One of my go-to phrases in describing music is “oppressively heavy.” But when I first heard Heriot, I realized that I have not known what it means to be so heavy that it’s oppressive. This is the kind of sonic density that squeezes your skull, that crushes your bones. It’s the sort of heaviness that dominates your attention and ceases the existence of all else.

Profound Morality, their debut, is only eighteen minutes long, but it leaves an impact crater far larger than its physical size, thanks to its unrelenting mixture of metalcore, industrial, post metal, old school hardcore, and even some glimmers of nu-metal.
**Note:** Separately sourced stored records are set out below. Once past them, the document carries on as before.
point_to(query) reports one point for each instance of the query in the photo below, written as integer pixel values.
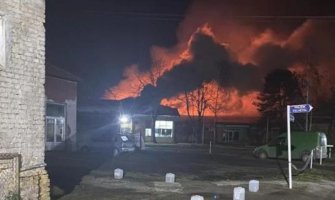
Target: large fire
(265, 48)
(220, 102)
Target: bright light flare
(124, 119)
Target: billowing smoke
(236, 53)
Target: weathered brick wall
(22, 98)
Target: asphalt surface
(193, 165)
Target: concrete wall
(22, 98)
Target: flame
(229, 102)
(163, 60)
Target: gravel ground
(197, 172)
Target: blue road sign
(292, 118)
(302, 108)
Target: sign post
(302, 108)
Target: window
(55, 123)
(163, 128)
(2, 42)
(55, 110)
(148, 132)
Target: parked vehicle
(115, 143)
(302, 143)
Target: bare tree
(217, 103)
(197, 102)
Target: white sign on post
(302, 108)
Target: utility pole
(267, 130)
(307, 99)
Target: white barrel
(253, 186)
(169, 178)
(239, 193)
(197, 197)
(118, 173)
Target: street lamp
(124, 119)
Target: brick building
(22, 100)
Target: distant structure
(22, 100)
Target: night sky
(98, 39)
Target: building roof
(57, 72)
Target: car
(302, 143)
(107, 142)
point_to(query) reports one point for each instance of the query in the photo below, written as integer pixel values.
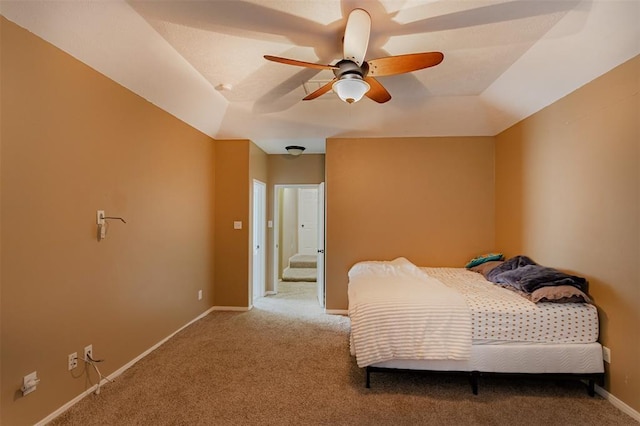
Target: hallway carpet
(302, 267)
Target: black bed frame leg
(368, 384)
(473, 379)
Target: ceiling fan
(355, 77)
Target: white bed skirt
(516, 358)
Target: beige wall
(430, 200)
(73, 142)
(288, 170)
(568, 195)
(232, 249)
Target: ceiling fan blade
(356, 36)
(377, 92)
(321, 91)
(401, 64)
(299, 63)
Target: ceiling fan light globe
(351, 89)
(295, 150)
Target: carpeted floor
(287, 363)
(302, 267)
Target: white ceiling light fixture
(295, 150)
(351, 88)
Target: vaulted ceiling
(202, 61)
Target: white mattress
(499, 315)
(517, 358)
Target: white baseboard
(617, 403)
(118, 372)
(336, 311)
(231, 308)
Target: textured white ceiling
(504, 60)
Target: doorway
(299, 236)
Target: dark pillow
(483, 258)
(486, 267)
(509, 265)
(559, 294)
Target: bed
(405, 317)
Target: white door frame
(276, 226)
(258, 241)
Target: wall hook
(117, 218)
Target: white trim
(118, 372)
(617, 403)
(336, 312)
(232, 308)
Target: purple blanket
(524, 274)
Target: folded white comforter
(397, 311)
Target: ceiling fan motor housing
(349, 69)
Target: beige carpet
(302, 267)
(287, 363)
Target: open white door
(259, 234)
(320, 242)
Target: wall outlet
(72, 361)
(88, 350)
(29, 383)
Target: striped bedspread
(397, 311)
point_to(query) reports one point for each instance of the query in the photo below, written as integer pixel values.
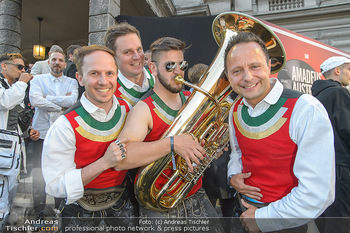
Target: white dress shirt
(314, 164)
(9, 98)
(48, 95)
(61, 176)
For all of the band’s aggression, they know when to temper it. The record starts with “Abaddon” (named for the Hebrew archangel of destruction), an ambient track that bubbles and foams with spurts of industrial noise. But even in its dynamic calmness, there is an uneasiness swirling beneath the surface. That calm erupts violently with “Coalescence.” The guitars are distorted past the point of coherence, the drums furiously beat in machine gun double time, and the vocals shriek in a hellish scream. The onslaught is brief (I was shocked that the timestamp in the video was only thirty seconds), giving way to another subdued eerieness with moaning female vocals before erupting again at a slightly doomier tempo.

Throughout the record, they swing between these two extremes: bristling atmospheric passages combust into bursts of cruel heaviness. “Carmine (Fills the Hollow)” pairs near-noise-rock distorted riffs with a rapid D-beat hardcore drum beat. “Mutagen” is almost entirely ambient except for some heavily affected percussion and reverb-drenched clean vocals. “Enter the Flesh” nearly approaches death metal at the end with a chaotic lead guitar screaming over brutal down-tuned riffage.

The album closes with the title track, which is almost twice as long as any other song, despite the fact that it’s only four minutes itself. After shifting between atmospherics and crushing heaviness, this track blends them in earnest, throwing all of their industrial, metalcore, and sludge tendencies onto the tape at the same time to create a stunning microcosm of the album as a whole.

In a music climate where genre fusions have become the norm, it’s still somehow rare to find something that’s truly original. Profound Morality, even as nightmarishly brutal as it is, manages to be refreshing and maybe even a bit inspiring. If you have any inkling of enjoyment towards heavy music of any kind, set aside twenty minutes and let this record crush you.